A “text” span group is represented in the source text by a list of start/end/pageNum character ranges.

Document

– – Page 1 – –

Hello my name is Foo

– – Page 2 – –

This is my friend Bar

Representative Span-Group

[

{ start: 0, end: 19, page_num: 0 },

{ start: 21, end: 41, page_num: 1 }

]

 

An image span group is represented on the source image by a list of top/bottom/left/right/pageNum bounding boxes.

What are Label Spans? 3

Image Representative Span-Group

[

{

top: 0,

bottom: 100,

left: 0,

right: 100,

page_num: 0

}

]

In the spans platform, all data is represented as Span-Groups; gone are the days of “sometimes files, sometimes URLs, sometimes raw text, and sometimes feature vectors.” Furthermore, a SpanGroup can be interpreted to meet the needs of any model! A text document’s SpanGroup can be converted to a bounding-box SpanGroup by simply referencing the source file, and vice versa.

The most significant advantage is that models can generate spans as well! Consider an extraction model, which extracts a portion of a document or image; an extraction label is simply a combination of “class name and SpanGroup.” In our previous Document example, an extraction model that predicted “Person Name” would do the following.

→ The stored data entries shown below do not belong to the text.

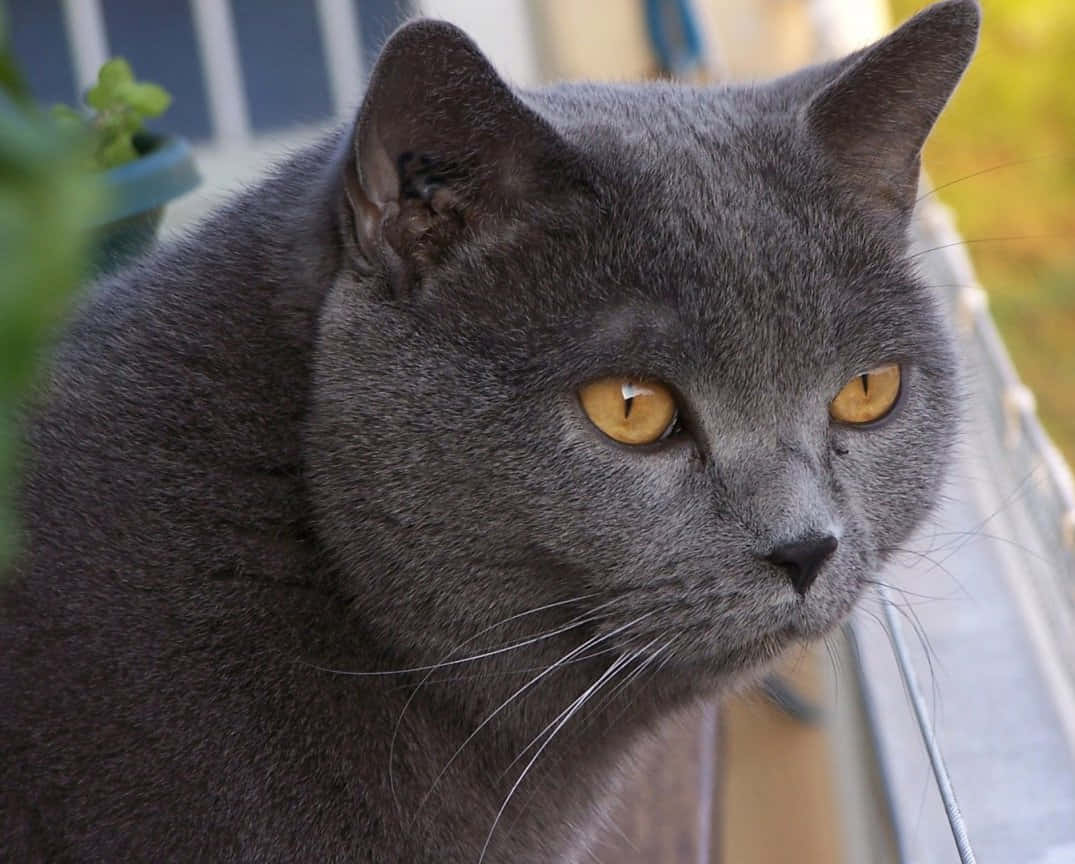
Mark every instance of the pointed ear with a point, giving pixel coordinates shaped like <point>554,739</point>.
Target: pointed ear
<point>873,118</point>
<point>442,145</point>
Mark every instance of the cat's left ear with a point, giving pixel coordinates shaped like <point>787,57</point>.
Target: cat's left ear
<point>873,118</point>
<point>442,147</point>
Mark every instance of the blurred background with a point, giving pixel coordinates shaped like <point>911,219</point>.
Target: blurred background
<point>822,763</point>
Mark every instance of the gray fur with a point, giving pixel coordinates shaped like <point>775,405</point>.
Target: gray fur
<point>335,430</point>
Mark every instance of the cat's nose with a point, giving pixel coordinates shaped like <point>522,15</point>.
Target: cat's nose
<point>802,559</point>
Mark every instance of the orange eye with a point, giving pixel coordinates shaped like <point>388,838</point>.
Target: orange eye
<point>868,397</point>
<point>630,411</point>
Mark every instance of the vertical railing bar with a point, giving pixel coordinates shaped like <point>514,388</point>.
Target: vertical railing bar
<point>706,780</point>
<point>224,77</point>
<point>87,39</point>
<point>340,38</point>
<point>932,748</point>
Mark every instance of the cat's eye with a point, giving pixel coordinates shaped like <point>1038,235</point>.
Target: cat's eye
<point>631,411</point>
<point>868,397</point>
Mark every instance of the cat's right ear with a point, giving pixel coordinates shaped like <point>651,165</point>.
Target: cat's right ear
<point>442,146</point>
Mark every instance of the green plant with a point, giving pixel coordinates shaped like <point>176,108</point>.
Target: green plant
<point>46,203</point>
<point>122,106</point>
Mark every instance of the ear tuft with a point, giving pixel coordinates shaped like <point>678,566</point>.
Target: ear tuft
<point>875,116</point>
<point>442,143</point>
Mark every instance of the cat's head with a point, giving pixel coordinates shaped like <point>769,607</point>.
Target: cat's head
<point>656,346</point>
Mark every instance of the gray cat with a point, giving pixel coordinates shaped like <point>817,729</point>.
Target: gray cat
<point>383,517</point>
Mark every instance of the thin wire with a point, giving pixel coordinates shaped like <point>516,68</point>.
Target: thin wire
<point>932,748</point>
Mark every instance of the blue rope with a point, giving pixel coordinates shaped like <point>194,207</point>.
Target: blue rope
<point>675,36</point>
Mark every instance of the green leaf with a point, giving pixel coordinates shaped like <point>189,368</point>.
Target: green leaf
<point>110,81</point>
<point>117,152</point>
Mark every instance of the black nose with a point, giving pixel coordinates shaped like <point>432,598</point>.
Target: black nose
<point>803,559</point>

Document -> SpanGroup -> Prediction

Prediction (as you might know it today)

[

    {label: “Person Name”, start: 17, end, 19, text: “Foo”},

    {label: “Person Name”, start: 39, end: 41, text: “Bar”}

]

Using the same SpanGroup data structure as before, each extraction becomes its own SpanGroup!

Prediction w/ SpanGroups

[

  {label: “Person Name”, spans: [{start: 17, end: 19, page_num: 0}]},

  {label: “Person Name”, spans: [{start: 39, end: 41, page_num: 1}]}

]

Readers with a keen eye may wonder why these are “nested,” and why each extraction. Instead of a single start-end span, do spans become a list? What a great question! We will be able to handle non-continuous extractions as a result of this. We could now accurately label and predict the address on the document using the same label-the-address question as before.

What are Label Spans? 4

Address Label

{

  label: “Address”,

  spans: [

           {start: 12, end: 16, page_num: 0},

           {start: 43, end: 63, page_num: 0},

           {start: 78, end: 98, page_num: 0}       

         ]

}

Finally, this means that model labels or predictions can be used as data sources for downstream models. Finally, we have a way to connect any model to any other model.

A SpanGroup, as a bonus, always refers to its original source data. This means that labelers will always be able to view the entire image or file, even if the model you’re labeling for is only interested in a specific SpanGroup on that file. We want to assist our users in narrowing the focus of their models while still allowing them to see and understand all of their data.

 

Conclusion

If you’re thinking to yourself, “Wow, this is amazing!” When will I be able to use these? We have some fantastic news for you! The wait will not be long – spans will be added to the Indico platform in our upcoming 5.1 release, which is scheduled for April 2022.